Answer:
Freezing is an effective way of maintaining the nutritional value, quality, and flavor of many kinds of food. Unlike food stored in a cooler, which is more easily perishable, frozen food is generally safe to consume after its expiration date.
Normally, storing at -17 degrees Celsius will neutralize bacteria that causes food spoilage. However, if you regularly open the freezer door and the food is left at temperatures higher than -17 degrees Celsius, the chances of spoilage increase.
Although expired foods can be used safely, they will lose quality and flavor after being left in the refrigerator for too long.
Meat, including poultry and fish, can maintain their quality for longer periods of time when they are frozen raw due to their higher moisture content. The freezing time of fruits and vegetables varies depending on how the food is prepared, packaged and stored.
Some vegetables such as cabbage, potatoes, celery and cucumbers cannot be frozen completely; at the same time, due to their high water content, they can be mushy after being defrosted.
Here is how long it takes to maintain the quality and freshness of some foods kept in the freezer at -17 degrees Celsius:
Vegetables and fruits can be kept in the freezer for 8-12 months; raw pork or beef for 3-4 months; whole chickens for 12 months; cold or processed meats (bacon, sausages) for 1-2 months; cooked fish for 4-6 months; fresh or grilled beef for 4-12 months.
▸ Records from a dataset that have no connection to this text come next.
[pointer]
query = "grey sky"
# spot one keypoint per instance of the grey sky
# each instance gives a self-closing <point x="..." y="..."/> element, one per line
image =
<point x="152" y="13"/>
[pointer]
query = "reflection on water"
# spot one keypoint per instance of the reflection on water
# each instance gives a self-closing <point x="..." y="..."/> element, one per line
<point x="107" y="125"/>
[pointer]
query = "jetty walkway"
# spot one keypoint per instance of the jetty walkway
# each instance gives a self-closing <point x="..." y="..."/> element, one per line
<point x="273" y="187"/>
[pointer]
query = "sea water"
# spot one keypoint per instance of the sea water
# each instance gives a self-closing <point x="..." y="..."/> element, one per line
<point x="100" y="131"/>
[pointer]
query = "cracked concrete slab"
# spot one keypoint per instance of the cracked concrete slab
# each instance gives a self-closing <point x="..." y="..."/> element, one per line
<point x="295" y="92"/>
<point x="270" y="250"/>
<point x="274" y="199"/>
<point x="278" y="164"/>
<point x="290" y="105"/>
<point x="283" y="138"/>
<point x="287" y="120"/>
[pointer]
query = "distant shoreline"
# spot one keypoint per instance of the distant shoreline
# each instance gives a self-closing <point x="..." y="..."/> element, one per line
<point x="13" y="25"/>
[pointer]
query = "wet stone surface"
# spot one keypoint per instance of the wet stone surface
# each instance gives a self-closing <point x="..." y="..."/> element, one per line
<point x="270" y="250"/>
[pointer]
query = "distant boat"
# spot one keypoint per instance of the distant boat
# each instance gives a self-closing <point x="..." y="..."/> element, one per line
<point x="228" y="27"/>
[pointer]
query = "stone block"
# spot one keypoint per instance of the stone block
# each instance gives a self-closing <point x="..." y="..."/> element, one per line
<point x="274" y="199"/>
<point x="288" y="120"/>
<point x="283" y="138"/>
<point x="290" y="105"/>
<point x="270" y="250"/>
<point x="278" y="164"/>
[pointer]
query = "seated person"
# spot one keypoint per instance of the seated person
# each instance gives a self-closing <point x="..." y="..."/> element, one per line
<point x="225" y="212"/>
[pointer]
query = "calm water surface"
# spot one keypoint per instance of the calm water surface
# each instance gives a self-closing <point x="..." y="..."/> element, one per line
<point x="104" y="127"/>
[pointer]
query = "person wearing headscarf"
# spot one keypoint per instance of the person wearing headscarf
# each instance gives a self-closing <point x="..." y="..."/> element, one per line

There are some steps you can take to ensure frozen foods are safely edible, such as keeping a thermometer in the freezer to always maintain a temperature of -17 degrees Celsius; avoid placing hot food in the freezer (they should be allowed to cool down at room temperature); and trying not to open the freezer too often.
All kinds of meat should be tightly covered in air-tight condiments. Food should also be divided into small portions for easier defrosting.